Observation data (J2000 epoch)
- Constellation: Cancer
- Right ascension: 09^{h} 16^{m} 50.0173^{s}
- Declination: +20° 11′ 54.631″
- Redshift: 0.027662
- Heliocentric radial velocity: 8293 ± 3 km/s
- Distance: 412.8 ± 28.9 Mly (126.55 ± 8.86 Mpc)
- Apparent magnitude (V): 12.8

Characteristics
- Type: S0
- Size: ~226,100 ly (69.31 kpc) (estimated)
- Apparent size (V): 1.4′ × 1.2′

Other designations
- 2MASX J09165000+2011548, IC 2455, UGC 4901, MCG +03-24-028, PGC 26196, CGCG 091-047

= NGC 2804 =

Galaxy in the constellation Cancer

NGC 2804 is a lenticular galaxy in the constellation of Cancer. Its velocity with respect to the cosmic microwave background is 8580 ± 20 km/s, which corresponds to a Hubble distance of 	126.55 ± 8.86 Mpc (~413 million light-years). It was discovered by British astronomer John Herschel on 24 February 1827. This galaxy was also observed by the French astronomer Stéphane Javelle on 9 April 1896, and was later added to the Index Catalogue as IC 2455.

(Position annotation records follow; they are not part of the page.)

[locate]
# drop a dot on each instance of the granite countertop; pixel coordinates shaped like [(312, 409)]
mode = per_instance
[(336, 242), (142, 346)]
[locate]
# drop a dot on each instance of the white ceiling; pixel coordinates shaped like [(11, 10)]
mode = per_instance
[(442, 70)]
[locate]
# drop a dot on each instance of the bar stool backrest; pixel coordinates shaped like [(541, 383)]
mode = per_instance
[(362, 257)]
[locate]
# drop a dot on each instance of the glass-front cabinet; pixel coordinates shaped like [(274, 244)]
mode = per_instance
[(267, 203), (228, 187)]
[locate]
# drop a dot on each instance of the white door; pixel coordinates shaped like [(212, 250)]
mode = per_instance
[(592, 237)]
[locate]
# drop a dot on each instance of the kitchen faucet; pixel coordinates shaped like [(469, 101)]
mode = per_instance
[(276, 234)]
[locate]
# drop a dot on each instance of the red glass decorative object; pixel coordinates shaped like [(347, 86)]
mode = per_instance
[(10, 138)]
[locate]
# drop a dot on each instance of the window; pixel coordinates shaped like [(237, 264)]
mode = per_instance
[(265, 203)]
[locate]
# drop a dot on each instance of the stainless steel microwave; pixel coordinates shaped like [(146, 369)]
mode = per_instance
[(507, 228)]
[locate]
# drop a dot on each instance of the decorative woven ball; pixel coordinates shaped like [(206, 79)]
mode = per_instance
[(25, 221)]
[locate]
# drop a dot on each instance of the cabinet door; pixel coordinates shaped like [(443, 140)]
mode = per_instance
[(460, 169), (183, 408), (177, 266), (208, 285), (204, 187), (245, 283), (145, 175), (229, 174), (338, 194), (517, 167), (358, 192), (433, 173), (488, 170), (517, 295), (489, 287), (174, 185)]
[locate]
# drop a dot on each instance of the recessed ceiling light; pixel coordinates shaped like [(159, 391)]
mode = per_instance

According to the SIMBAD database, NGC 2804 is a LINER galaxy, i.e. a galaxy whose nucleus has an emission spectrum characterized by broad lines of weakly ionized atoms.

One supernova has been observed in NGC 2804: SN 2023ftr (Type Ia, mag. 18.51) was discovered by the Zwicky Transient Facility on 16 April 2023.